1b. It’s still fairly early (for us!) but warm enough that I have to shed my hoodie for my water-filling chores.

2. The river is much quieter as we go through Horning than it was on our journey to Salhouse on Sunday.

2b. We think we’ve “fixed” the problem with our boat but it recurs. We have to double back to Horning to await the engineer – we have to sit in a riverside pub garden in the sunshine, eating sausage rolls and drinking local beer. Such a hardship.

2c. We watch a dredger at work – impressive to have such massive machinery working on floating rafts.

3. The moorings at St Benet’s Abbey are fairly quiet. People come and go all day but it’s never busy, and when night falls, all the boats are pleasantly separated.

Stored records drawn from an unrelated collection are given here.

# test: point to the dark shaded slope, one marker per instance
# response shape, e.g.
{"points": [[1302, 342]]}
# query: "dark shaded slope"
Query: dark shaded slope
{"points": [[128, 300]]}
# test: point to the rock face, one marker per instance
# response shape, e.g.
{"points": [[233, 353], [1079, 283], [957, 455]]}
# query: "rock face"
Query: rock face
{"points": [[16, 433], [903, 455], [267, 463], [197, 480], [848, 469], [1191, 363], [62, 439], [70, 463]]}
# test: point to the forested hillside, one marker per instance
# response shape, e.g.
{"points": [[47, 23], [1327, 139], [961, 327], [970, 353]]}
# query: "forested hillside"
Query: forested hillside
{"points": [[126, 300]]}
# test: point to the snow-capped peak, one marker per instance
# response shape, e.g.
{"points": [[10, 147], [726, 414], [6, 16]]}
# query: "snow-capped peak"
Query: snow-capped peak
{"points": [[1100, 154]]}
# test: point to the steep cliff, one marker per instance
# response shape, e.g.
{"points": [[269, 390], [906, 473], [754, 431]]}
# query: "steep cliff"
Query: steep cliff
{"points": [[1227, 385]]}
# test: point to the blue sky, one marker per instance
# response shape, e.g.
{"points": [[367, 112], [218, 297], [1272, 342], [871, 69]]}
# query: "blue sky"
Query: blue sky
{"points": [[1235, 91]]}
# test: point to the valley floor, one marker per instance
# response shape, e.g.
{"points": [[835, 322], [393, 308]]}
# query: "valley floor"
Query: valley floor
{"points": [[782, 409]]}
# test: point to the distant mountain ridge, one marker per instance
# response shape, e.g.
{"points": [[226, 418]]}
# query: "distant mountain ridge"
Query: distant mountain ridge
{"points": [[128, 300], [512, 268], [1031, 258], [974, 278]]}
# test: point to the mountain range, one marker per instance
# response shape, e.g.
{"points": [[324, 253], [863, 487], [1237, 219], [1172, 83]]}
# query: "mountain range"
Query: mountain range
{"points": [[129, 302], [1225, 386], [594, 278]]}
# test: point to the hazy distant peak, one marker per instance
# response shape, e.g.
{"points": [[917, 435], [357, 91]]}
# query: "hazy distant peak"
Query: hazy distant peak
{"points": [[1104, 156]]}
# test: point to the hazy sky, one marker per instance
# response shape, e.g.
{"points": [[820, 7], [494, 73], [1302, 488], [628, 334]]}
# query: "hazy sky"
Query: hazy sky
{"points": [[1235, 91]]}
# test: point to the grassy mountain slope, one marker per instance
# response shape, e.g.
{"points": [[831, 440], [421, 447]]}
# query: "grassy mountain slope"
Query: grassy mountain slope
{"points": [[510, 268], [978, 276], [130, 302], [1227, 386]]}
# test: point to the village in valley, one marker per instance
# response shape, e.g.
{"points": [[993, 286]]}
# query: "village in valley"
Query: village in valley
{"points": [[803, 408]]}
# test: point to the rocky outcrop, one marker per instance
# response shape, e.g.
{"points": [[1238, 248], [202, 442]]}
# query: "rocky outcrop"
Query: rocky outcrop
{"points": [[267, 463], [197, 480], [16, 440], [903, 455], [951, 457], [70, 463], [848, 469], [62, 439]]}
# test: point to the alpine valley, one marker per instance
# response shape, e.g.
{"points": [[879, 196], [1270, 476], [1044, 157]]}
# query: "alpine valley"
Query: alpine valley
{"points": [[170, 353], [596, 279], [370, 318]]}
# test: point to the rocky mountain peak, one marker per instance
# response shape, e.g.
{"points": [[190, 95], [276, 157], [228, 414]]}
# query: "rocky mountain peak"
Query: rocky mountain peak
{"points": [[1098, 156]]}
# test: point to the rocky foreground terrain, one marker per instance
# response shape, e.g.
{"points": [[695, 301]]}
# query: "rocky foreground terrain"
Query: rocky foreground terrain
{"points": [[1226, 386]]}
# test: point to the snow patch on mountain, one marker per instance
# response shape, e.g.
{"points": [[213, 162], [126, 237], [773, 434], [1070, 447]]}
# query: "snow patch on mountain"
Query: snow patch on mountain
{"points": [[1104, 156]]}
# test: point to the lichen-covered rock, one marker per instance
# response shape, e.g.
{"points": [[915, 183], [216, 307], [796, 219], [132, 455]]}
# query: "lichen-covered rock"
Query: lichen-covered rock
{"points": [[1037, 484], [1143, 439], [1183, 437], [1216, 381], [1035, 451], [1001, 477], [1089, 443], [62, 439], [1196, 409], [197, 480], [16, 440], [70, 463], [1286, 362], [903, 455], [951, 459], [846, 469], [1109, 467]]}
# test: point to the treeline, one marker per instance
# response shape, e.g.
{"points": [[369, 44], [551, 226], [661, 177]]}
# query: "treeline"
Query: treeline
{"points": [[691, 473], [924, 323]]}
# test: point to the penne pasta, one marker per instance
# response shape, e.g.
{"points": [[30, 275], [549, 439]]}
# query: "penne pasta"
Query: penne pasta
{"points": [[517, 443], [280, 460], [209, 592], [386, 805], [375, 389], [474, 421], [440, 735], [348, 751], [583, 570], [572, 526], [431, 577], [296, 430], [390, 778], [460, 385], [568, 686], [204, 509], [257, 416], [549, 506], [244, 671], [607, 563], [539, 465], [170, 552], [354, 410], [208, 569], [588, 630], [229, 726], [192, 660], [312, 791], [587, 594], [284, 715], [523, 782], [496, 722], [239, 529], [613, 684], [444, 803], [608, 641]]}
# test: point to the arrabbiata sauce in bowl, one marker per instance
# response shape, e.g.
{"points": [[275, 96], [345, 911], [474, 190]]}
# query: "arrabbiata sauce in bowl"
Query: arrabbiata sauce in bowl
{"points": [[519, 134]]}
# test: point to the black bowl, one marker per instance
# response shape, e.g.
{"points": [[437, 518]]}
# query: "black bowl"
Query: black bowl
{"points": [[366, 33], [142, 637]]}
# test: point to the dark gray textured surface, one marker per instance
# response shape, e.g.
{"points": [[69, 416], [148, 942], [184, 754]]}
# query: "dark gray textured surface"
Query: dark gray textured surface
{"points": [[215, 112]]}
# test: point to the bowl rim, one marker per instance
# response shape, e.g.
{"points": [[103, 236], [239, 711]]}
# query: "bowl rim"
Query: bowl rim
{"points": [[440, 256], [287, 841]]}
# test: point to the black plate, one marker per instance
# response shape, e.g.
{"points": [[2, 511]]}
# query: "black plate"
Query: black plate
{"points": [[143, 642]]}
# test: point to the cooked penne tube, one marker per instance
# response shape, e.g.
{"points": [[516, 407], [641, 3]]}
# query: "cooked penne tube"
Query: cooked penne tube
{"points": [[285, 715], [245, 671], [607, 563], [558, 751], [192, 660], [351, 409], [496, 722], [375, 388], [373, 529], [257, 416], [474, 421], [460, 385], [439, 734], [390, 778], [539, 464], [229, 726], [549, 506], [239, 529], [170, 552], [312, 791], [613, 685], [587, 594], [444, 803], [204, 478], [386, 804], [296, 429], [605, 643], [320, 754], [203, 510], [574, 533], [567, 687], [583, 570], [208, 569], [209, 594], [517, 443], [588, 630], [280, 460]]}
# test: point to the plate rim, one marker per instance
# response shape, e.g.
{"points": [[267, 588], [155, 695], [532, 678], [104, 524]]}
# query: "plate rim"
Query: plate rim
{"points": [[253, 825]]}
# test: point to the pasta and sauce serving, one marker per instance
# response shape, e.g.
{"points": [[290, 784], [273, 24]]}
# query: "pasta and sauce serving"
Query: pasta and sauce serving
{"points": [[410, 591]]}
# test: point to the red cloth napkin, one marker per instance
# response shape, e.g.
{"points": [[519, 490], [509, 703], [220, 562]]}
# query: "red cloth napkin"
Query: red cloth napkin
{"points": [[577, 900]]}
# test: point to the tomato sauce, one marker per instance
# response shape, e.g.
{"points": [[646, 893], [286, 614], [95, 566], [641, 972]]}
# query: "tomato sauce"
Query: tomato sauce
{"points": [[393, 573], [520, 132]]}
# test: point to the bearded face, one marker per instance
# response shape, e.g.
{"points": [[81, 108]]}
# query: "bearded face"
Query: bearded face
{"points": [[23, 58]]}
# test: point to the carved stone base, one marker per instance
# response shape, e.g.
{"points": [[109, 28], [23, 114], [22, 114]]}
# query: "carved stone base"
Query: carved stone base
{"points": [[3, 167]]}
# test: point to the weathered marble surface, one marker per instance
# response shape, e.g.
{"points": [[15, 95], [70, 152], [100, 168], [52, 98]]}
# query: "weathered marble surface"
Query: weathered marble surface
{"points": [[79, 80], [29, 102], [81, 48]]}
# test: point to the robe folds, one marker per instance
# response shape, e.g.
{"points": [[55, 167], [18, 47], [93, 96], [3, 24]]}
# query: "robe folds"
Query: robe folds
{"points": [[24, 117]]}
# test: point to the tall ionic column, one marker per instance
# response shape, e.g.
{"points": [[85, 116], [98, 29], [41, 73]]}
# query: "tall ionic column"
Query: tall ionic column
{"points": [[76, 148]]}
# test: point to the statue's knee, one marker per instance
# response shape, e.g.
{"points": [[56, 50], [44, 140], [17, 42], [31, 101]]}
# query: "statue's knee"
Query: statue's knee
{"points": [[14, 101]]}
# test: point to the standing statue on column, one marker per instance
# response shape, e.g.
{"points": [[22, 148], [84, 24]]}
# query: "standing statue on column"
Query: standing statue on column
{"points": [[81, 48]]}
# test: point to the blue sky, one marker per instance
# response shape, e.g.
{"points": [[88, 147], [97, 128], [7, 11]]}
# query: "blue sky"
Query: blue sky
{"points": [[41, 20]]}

3b. What I thought was the Abbey is actually the gatehouse – with a mill built around its old walls. It’s much more interesting than the actual abbey – which is just structureless mounds of stones – and we both gasp as we walk inside the tower of bricks.

3c. The smoothness of the stones. More old graffiti.

3d. Sunbathing and reading on the bow again. A goose watches me eat my biscuits, cocking its head every time I take a bite.

3e. I cook a risotto. With dull knives and a glass chopping board – and a strange cooker and lack of utensils – I have to stay more focused than I do at home. It works out well.

4. The unusual shape of a bird catches my eye – it turns out to be a barn owl hunting its supper. We watch it swoop over the fields and it leads us to spotting deer, birds fighting in flight and other tiny birds catching flies.

4b. We’re watching for fish bobbing up for insects and both stare agog – then laugh – when a grebe appears from nowhere.

4c. A lovely sunset in a perfect place/position.

4d. A yellow wagtail hangs out with a group of pied ones – sometime in the last week we became birdspotters.

4e. I think I’ve lost the game but actually one neat move lets me win.